Economic Factors Tempering Demand
Slowing Employment Growth
Utah's job growth has fallen to match national rates (1.7% in 2024), well below its historical 50-year average of 2.83%
Declining Net Migration
Net migration dropped from 35,000 persons two years ago to 26,000 in 2024, reducing housing demand by 3,000-4,000 units
Persistent High Mortgage Rates
Projections show rates remaining between 6-7% through 2026, maintaining affordability challenges
Housing demand is being tempered by several economic factors. Uncharacteristically, Utah's employment growth has slowed to match national rates, reducing the state's typically strong net migration. Job opportunities drive migration, and the forecast for statewide job growth by 2026 is just 14,000 – far below the typical 40,000-50,000 jobs.

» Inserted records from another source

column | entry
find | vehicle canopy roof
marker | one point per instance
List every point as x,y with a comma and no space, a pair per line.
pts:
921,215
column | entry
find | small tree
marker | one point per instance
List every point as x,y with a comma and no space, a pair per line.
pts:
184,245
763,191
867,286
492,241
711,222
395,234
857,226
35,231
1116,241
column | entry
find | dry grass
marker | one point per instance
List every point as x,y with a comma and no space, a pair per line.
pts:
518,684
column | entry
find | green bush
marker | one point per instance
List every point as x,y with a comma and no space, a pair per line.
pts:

Meanwhile, mortgage rate projections from major financial institutions show rates remaining above 6% but below 7% through 2026, providing little relief for affordability concerns.
2025 Market Outlook
Sales Forecast:
Modest increase expected, with 8% growth in condominium sales (to 4,000 units) and 3% growth in single-family sales (to 8,600 units)
Price Projections:
Single-family homes: 2% increase to $620,000
Condominiums: 6% increase to $450,000
Combined increase: 3.3%
Market Conditions
Mortgage rates expected to fluctuate between 6-7%
Increased listings will ease upward price pressure
Affordability challenges will persist
The 2025 outlook for Salt Lake County's housing market shows modest improvement but continued challenges. Demographic and economic growth will be slightly slower, while the lingering effects of the 2020-2022 market excesses will continue to impact affordability. Sales are projected to increase modestly, with condominiums outpacing single-family homes. Price growth will be moderate, with the median single-family home price rising 2% to $620,000 and condominiums increasing 6% to $450,000. However, this forecast assumes mortgage rates remain between 6-7% – any significant movement could substantially alter these projections.